The evidence simply doesn’t support the free market approach DeVos has championed in Michigan and in her national advocacy efforts. While each piece of evidence I’ve discussed has some limitations, collectively, they present a strong case against DeVos’s ideas. To argue that she has been even moderately successful with her approach, we would have to ignore the legitimate concerns of local and national charter reformers who know the city well, and ignore the possibility that Detroit charters are taking advantage of loose oversight by cherry-picking students, and ignore the very low test score growth in Detroit compared with other cities on the urban NAEP, and ignore the policy alternatives that seem to work better (for example, closing low-performing charter schools), and ignore the very low scores to which Detroit charters are being compared, and ignore the negative effects of virtual schools, and ignore the negative effects of the only statewide voucher programs that provide the best comparisons with DeVos’s national agenda.
That’s a lot to stomach. I don’t usually step out so strongly for or against a given idea—or in this case, a nominee. I only do so when I believe the evidence is overwhelming. This is one of those times.
In addition to evidence, there is an important place for ideology. I agree, for example, with many charter and voucher advocates that freedom of choice is an important value. But that is not a justification to confirm DeVos. We can have choice and government oversight, too—in fact, as we have found in New Orleans, oversight can lead to more and better choices. The best evidence suggests that, at least in urban areas, a regulated charter sector can substantially improve results, much more than we have seen in Detroit. Moreover, maintaining a significant role for government will help ensure that we meet crucial public ends that markets alone are unlikely to support—especially equal opportunity for all students. At the very least, the government has a fiduciary responsibility to oversee the use of public revenues and ensure that schools are using them well.

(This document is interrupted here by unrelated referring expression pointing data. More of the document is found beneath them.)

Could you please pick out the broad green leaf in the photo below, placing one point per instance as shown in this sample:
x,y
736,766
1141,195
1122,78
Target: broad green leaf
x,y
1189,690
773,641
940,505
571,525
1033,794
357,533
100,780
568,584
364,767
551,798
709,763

This brings us full circle back to my New York Times piece. I hope it’s clear now why I concluded that the DeVos nomination was a “triumph of ideology over evidence.” Where school reform is needed, choice with accountability works better to achieve the wide range of goals we have for education than a free market ideology that relies on choice alone.
There are several criteria we might use to judge’s DeVos’s candidacy, but if the goal is to improve measureable student results, the evidence votes no.
— Doug Harris
Douglas N. Harris, a professor of economics at Tulane University, is the founding director of the Education Research Alliance for New Orleans and a nonresident senior fellow at the Brookings Institution.